EHA2026 Congress: PTLD highlights
Transcript: Tabelecleucel in EBV+ PTLD: EHA2026 insights
Supported by Pierre Fabre
Sylvain Choquet, MD
All transcripts are created from interview footage and directly reflect the content of the interview at the time. The content is that of the speaker and is not adjusted by Medthority.
- The ALLELE study is a multi-center phase three studies with only one arm, but in a very rare disease. This is why it could be with not so many patients be of phase three. It concerns patients in relapse or refractory status of PTLD, which are EBV positive. So every patient already have already at least rituximab and depending on the situations with or without chemotherapy with R-CHOP. So in this study, which is still ongoing, we already have 89 patients with 32 after hematopoietic stem cell transplantation and 57 after solid organ transplantation. It was not possible in this study to include CNS localization, central nervous system localizations. Why this study is very important? If we look at the results of the overall survival of EBV-positive PTLD in relapse refractory status before the possibility to use tabelecleucel, we see that the overall survival is around four months after solid organ organ transplantation and less than one month after hematopoietic stem cell transplantation. So clearly at this moment we needed a new treatments and probably tabelecleucel could be this new options in this situations. When we look at all the population included in this studies, overall response rate is around 50%. So it's quite simple to remember.
And when we look at the overall survival at one year, just remember it was less than one month after hematopoietic stem cell transplant, less than four months for solid organ transplant here, for the whole population, it is around 60, 61% still alive at one year. And if we look as a responder, so the 50% of the populations, the overall survival at one year is more than 80%. And the very interesting points is that we have kind of plateau after this results. If we look at the difference between hematopoietic cell transplant and solid organ transplantation, there's few differences. The overall survival is a bit less after hematopoietic stem cell transplantation. But for example, for the responder it is around 76%. So it's very high. And after solid organ transplantation it is more than 88%. So very, very good response that confirms with even better results the preliminary results we have published few years ago about this ongoing studies. So it's very, very encouraging. Practical point of view. Even if we see a very small difference between the two groups inwards of overall survivals, it is still right now, nowadays, the best treatment available in the situation of second line in EBV-positive PTLD. So whatever the situation is, the best choice is to try to find if there is any available lot of a value of tabelecleucel for our patients and if it is the case to use it. Another point which is quite important, that is that if the first lot does not work, if you have progression and if you have time, it is possible to ask if there is another different lot available for your patients. And since to this attitude, you can move from something around 35, 36% of overall response to more than 47, nearly 50% of response if we look at the whole population with one or two or even three different lots. So you increase the chance of response and the chance of overall survival in these patients asking if you have a different lot, the first one does not work.

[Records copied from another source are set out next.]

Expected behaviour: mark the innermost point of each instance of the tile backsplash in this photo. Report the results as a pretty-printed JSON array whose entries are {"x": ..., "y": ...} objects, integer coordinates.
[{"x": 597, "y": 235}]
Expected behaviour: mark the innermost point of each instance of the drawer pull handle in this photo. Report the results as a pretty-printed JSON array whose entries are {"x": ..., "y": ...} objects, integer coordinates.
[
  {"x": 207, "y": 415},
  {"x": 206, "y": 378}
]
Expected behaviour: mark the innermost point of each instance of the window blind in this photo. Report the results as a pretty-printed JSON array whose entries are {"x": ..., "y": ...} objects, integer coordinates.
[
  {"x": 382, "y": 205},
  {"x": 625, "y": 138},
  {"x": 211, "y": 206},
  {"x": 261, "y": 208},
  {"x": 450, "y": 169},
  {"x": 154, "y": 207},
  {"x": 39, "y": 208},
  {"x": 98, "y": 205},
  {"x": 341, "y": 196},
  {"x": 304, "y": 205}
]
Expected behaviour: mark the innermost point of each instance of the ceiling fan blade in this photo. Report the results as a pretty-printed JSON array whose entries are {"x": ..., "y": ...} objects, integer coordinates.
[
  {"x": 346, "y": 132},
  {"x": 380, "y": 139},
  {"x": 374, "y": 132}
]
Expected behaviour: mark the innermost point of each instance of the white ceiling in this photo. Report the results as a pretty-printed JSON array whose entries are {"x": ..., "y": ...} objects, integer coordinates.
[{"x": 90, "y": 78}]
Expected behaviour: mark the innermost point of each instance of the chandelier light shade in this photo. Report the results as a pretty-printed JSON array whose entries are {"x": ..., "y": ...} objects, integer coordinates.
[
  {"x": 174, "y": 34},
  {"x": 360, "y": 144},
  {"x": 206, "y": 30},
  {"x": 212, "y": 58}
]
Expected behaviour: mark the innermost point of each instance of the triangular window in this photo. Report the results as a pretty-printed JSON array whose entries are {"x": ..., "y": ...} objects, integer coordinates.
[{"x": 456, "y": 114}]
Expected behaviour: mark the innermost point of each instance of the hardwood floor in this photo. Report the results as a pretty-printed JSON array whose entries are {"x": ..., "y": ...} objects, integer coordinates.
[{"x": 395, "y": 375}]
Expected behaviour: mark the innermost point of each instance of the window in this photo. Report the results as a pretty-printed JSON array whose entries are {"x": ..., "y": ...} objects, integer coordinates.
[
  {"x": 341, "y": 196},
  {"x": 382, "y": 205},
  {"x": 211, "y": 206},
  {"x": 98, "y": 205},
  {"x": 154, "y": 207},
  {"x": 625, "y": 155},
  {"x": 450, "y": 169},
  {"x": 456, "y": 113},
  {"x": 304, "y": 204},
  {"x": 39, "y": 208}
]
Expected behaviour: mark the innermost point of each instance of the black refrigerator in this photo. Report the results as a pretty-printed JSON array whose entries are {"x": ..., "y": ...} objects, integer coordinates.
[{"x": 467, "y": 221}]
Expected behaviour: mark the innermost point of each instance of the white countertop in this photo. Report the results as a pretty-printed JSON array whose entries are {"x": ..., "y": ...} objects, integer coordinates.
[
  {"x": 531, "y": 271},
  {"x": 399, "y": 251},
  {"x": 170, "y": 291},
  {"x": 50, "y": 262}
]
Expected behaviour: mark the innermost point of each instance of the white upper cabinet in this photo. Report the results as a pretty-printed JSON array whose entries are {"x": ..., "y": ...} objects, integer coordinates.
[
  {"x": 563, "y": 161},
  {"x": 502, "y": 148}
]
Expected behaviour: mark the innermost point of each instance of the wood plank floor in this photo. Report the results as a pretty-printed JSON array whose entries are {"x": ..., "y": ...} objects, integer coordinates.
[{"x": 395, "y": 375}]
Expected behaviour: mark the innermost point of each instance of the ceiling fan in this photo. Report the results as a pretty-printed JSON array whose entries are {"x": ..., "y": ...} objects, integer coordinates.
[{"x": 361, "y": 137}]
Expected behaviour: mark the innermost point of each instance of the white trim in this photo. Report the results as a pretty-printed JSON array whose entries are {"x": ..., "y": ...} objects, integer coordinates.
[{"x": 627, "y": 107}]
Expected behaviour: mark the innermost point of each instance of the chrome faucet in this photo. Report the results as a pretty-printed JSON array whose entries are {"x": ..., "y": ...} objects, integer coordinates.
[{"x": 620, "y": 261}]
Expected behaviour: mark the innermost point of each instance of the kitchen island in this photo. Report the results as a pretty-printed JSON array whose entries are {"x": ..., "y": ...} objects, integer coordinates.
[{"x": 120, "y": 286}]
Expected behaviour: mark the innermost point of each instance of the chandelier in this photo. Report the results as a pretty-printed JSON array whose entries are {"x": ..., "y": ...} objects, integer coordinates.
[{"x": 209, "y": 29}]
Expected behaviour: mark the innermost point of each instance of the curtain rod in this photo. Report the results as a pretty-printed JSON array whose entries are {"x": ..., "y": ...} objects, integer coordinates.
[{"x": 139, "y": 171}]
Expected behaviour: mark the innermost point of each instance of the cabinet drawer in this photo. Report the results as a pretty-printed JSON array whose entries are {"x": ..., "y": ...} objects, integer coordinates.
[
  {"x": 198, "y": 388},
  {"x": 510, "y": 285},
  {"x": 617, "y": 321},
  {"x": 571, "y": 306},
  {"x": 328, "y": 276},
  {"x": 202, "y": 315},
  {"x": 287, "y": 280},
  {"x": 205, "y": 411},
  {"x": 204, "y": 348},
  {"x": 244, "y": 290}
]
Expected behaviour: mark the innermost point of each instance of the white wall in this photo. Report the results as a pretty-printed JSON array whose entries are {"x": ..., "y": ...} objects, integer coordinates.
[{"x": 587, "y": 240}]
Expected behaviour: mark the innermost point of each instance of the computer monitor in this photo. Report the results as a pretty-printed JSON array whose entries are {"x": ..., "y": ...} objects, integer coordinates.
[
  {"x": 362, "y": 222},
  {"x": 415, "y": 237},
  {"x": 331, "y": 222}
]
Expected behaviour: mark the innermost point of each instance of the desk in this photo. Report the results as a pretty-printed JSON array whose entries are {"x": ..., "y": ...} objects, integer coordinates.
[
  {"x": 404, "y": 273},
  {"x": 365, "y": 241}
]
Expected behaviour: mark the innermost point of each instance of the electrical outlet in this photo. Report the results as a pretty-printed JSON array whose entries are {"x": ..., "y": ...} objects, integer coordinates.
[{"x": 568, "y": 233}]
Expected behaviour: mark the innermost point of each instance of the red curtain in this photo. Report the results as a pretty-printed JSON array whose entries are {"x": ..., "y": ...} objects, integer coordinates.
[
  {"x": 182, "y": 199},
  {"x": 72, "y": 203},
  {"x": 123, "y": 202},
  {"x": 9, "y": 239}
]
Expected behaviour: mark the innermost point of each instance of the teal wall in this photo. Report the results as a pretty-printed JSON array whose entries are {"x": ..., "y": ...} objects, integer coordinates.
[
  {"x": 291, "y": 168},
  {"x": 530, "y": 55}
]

This point is very important. And for clinicians who works with PTLD, sometimes some people say that polymorphic PTLD could be treated differently from monomorphic PTLD, which is called non-scale lymphoma in the WHO classification of 2022. But in fact the two entities polymorphic could be positive on non-scale lymphoma or monomorphic PTLD positive have to be treated the same way. The last point I was, I would like to point out, is to underline, is that if you have even a partial response is not so bad in this situation. It's very different from what we see in immunocompetent patients because the patient partial response still have a very good overall survival. It's not very clear why, the first possibility is the evaluation of the patient is not so easy. And the second one probably is because you improve the situation and so you pass the patients in a situation in which the immunosuppression is not so high and can moderate and direct the tumor to stay in the same situation of response or events to improve the response with time. So we do not have to think like immunocompetent patient when we work with PTLD and for these patients you just have to reach at least a partial response and to use obviously in second line tabelecleucel, which is still right now the best treatment available in the literature for this patient and the only one who had an authorization, legal authorization, at least in Europe right now. I think it's really important to reassure the clinicians that with this treatment, because sometimes the question is, okay, you have good response, but the patient will relapse. When you really follow the indications on the when to use tabelecleucel, I mean if you have a response, you have to do a second cycle of two injections even if you have a complete response.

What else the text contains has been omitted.